Foto: Fraunhofer IKTS

Das Fraunhofer-Institut für Keramische Technologien und Systeme (IKTS) hat eine keramische Hochtemperaturbatterie entwickelt. Mit Kosten von weniger als 100 Euro pro Kilowattstunde soll der Preis auf Zellebene bei rund der Hälfte des Preisniveaus von Lithium-Ionen Akkus liegen.

Das IKTS stellt auf der Energy Storage Europe 2019 in Düsseldorf eine fertig konfektionierte 5 kWh-Natrium-Nickelchlorid-Batterie mit 20 Batteriezellen vor. Die Kapazität dieser „cerenergy“-Batterie beträgt 250 Wh. Die Forscher planen, das gezeigte Modul in den kommenden Monaten in die Produktionsreife zu überführen. Obwohl die Betriebstemperatur der cerenergy-Batterielösung bei 300 °C liegt, soll ihr Betrieb durch eine Vakuumisolation effizient und wirtschaftlich möglich sein. Eine Klimatisierung ist, anders als bei Lithium-Ionen-Akkus, auch bei extremen Umgebungsbedingungen nicht nötig. Der Gesamtwirkungsgrad liegt bei über 90 Prozent. Die Energiedichte von 130 Wh/kg sowie Lade- und Entladeraten 0,25 bis maximal 0,75 C prädestinieren die Batterien für den stationären Einsatz.
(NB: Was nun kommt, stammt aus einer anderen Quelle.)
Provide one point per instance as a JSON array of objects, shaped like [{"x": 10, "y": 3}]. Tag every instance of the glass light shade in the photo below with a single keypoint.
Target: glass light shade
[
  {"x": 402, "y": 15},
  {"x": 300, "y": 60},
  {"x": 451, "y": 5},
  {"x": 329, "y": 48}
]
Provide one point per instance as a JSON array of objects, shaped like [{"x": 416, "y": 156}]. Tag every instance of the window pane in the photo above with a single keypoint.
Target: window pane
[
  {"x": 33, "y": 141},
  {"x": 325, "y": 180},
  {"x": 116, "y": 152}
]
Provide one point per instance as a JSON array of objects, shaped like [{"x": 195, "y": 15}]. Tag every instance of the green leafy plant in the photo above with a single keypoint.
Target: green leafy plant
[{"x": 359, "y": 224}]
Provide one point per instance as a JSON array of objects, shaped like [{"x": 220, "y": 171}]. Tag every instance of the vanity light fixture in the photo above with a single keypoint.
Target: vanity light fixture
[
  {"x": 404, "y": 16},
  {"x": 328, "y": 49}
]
„Die Natrium-Nickelchlorid-Batterie basiert im Wesentlichen auf Kochsalz – einen billigeren und besser verfügbaren Rohstoff gibt es kaum. Und auch sonst verzichten wir komplett auf seltene Erden oder andere strategische Rohstoffe. Das Prinzip der Batterie ist schon seit den 90er Jahren bekannt, erst in jüngster Zeit ist es uns aber gelungen, die Technologie wirklich für den Einsatz in stationären Speichern maßzuschneidern“, sagt Roland Weidl, Abteilungsleiter beim Fraunhofer IKTS.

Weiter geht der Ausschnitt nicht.